The fact is that the whole of Britain will have to effectively retain EU membership via a whole series of separate bodies such as EASA, Euratom, and probably the Customs Union and the Single Market, because the idea that Britain could negotiate some kind of deal that gave all of the benefits of being in these bodies whilst not actually being in them, never was a realistic proposition, and that reality is now being revealed day by day. Some hard line Tory Brexiters like Peter Bone argue that any money or other deal that Britain agrees as part of the stage 1 talks could be withdrawn unless Britain gets the trade deal it wants in Stage 2, but again that is delusional. If Britain welshes on its debts to the EU, by not paying the €60 billion Brexit Bill, then, of course, the EU will refuse to allow Britain to join EASA, or Euratom, and so on, in which case, Britain's airlines will be grounded, and the radioactive isotopes that Britain's NHS needs, from Europe will not get shifted, and outside the European Medicines Association, British based pharmaceutical companies will not be able to sell their products in the EU, causing those companies to shift rapidly to the continent!
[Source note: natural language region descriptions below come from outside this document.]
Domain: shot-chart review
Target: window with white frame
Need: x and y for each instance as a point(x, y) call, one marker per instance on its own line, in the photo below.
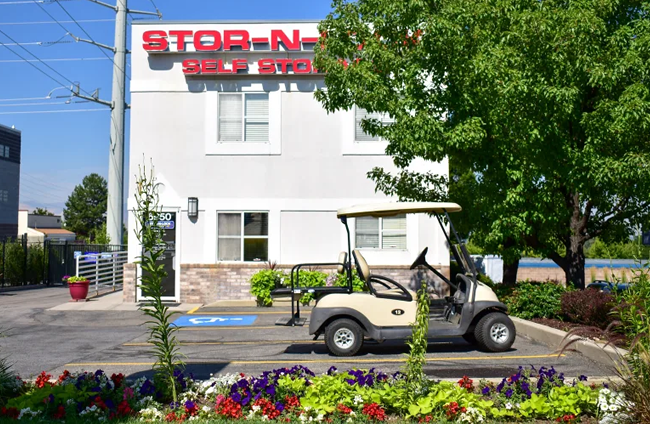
point(243, 236)
point(243, 117)
point(381, 233)
point(360, 114)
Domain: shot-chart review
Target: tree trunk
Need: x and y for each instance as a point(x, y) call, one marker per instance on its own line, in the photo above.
point(575, 263)
point(510, 272)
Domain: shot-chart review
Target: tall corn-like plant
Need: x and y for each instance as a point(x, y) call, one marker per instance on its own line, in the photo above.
point(166, 347)
point(416, 379)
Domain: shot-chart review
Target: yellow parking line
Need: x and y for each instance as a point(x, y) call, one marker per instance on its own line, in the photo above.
point(228, 313)
point(146, 344)
point(328, 360)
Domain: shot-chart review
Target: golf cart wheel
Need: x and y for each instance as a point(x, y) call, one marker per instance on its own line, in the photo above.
point(495, 332)
point(343, 337)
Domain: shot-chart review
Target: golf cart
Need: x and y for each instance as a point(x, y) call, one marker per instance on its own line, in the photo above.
point(386, 311)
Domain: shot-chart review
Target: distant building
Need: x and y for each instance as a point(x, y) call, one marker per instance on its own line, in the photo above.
point(9, 181)
point(40, 228)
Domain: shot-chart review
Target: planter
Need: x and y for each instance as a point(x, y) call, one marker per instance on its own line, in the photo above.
point(79, 290)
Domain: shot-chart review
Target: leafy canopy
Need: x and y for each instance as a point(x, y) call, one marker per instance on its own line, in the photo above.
point(85, 209)
point(545, 103)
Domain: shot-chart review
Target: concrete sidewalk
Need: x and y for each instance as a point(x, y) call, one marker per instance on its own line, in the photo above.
point(113, 302)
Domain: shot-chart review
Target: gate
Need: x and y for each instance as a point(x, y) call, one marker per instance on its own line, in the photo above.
point(61, 258)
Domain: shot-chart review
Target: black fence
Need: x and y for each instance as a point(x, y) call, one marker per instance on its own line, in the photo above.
point(30, 263)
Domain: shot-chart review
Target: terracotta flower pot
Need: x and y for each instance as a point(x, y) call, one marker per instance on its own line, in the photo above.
point(79, 290)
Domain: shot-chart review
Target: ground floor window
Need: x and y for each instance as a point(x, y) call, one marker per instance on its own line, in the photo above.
point(381, 233)
point(243, 236)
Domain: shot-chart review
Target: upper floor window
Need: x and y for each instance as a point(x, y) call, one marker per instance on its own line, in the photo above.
point(243, 236)
point(382, 232)
point(360, 114)
point(243, 117)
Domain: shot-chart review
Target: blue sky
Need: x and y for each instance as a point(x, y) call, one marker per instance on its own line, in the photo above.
point(60, 148)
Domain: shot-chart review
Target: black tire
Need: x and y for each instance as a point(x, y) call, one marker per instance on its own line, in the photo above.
point(340, 331)
point(470, 338)
point(495, 332)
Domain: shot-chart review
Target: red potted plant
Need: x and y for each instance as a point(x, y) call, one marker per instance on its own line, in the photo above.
point(78, 287)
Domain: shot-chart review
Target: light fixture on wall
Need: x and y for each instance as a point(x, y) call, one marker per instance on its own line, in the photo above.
point(192, 207)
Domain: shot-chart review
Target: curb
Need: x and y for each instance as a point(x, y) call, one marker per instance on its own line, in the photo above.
point(555, 338)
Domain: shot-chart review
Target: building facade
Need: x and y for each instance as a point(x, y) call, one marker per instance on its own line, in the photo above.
point(10, 144)
point(226, 115)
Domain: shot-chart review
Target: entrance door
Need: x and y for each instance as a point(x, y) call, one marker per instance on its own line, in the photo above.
point(169, 227)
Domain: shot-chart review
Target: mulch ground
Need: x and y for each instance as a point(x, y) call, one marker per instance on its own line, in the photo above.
point(585, 331)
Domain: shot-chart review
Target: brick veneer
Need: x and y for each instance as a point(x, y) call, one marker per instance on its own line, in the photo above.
point(206, 283)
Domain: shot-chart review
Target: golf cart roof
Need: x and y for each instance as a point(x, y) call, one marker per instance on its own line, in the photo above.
point(395, 208)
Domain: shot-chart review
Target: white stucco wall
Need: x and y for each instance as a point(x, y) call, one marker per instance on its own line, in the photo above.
point(311, 167)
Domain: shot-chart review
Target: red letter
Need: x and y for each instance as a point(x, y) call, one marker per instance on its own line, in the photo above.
point(238, 64)
point(209, 66)
point(155, 41)
point(228, 40)
point(279, 35)
point(266, 66)
point(283, 64)
point(180, 38)
point(305, 70)
point(200, 47)
point(191, 66)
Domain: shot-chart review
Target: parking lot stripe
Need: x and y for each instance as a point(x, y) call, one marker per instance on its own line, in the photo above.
point(302, 361)
point(146, 344)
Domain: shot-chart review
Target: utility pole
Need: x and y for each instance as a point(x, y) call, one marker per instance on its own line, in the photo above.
point(114, 213)
point(114, 210)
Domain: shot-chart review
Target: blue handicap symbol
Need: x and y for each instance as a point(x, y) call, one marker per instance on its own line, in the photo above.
point(214, 320)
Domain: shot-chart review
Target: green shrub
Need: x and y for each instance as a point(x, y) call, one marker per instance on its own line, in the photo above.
point(535, 300)
point(263, 282)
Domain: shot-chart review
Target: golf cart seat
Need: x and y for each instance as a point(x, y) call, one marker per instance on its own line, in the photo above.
point(388, 287)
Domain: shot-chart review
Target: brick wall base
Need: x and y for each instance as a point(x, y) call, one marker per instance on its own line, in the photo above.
point(207, 283)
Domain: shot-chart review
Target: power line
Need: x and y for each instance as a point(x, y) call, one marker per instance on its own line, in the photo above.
point(52, 60)
point(52, 112)
point(88, 35)
point(49, 22)
point(37, 58)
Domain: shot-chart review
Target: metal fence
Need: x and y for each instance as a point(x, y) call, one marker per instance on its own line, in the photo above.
point(23, 262)
point(105, 270)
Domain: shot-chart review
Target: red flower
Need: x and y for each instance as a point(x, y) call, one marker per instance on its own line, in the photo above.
point(292, 402)
point(64, 376)
point(11, 412)
point(60, 412)
point(467, 383)
point(229, 408)
point(374, 412)
point(343, 409)
point(117, 379)
point(43, 379)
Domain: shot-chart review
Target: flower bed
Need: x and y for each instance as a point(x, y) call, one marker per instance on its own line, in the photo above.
point(297, 395)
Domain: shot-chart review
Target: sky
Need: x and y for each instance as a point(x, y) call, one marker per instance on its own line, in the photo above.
point(60, 147)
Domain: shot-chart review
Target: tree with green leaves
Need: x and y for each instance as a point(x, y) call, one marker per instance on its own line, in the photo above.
point(85, 209)
point(546, 103)
point(42, 211)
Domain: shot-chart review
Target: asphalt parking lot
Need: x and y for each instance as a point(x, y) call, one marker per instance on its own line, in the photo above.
point(116, 341)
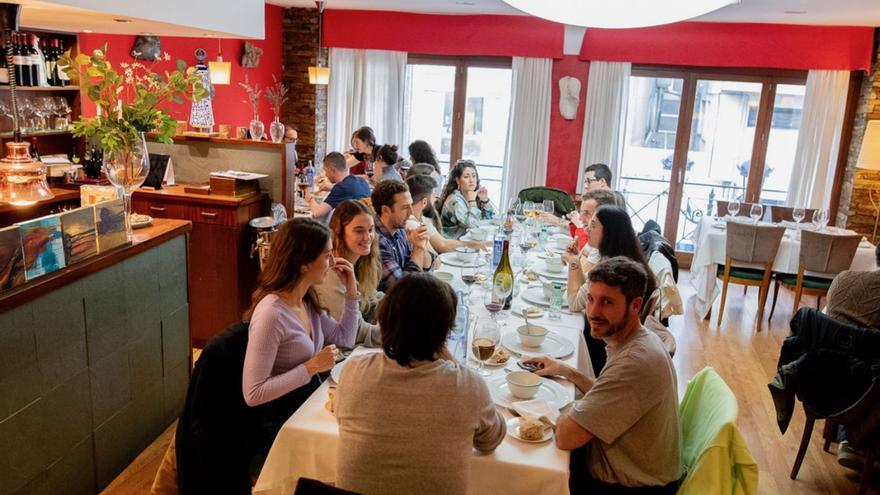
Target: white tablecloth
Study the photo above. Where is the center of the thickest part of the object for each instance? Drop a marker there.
(306, 445)
(710, 251)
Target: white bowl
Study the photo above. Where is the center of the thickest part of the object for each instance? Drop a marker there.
(523, 384)
(531, 335)
(467, 255)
The DUP have made clear that if some fudge is stitched up whereby a form of words implying continued regulatory compliance is used to try to get round the issue of Northern Ireland remaining in the Customs Union, and Single market, they will simply use the Stormont Parliament to ensure that Northern Ireland's rules and regulation remain compliant with those in the UK, not those in Ireland and the EU. In other words, such a stitch up would be a non-starter. The idea of some kind of light-tough customs border would also be a non-starter, because not only does that not work seemlessly in places like Norway-Sweden, but the situation in Ireland is different. If some kind of number plate recognition cameras were installed in Ireland, not only would nationalists see this as a re-erection of the border, and so a target for attack, but all sorts of criminal elements would seek to blow up such technology. There is no problem policing such a border in Norway-Sweden, because there is no border question between those two countries. But, put even police on the Irish border to protect the cameras and technology, and they will become targets themselves. That would then lead to armed police being installed, and then troops, and then we are quickly back to the situation of 1969, and the resumption of sectarian civil war, and armed struggle, along with the bombing of the British mainland. It should also be remembered that the PIRA were far more effective in their mainland bombing campaigns than the jihadists have ever been, and without the need for suicide bombers!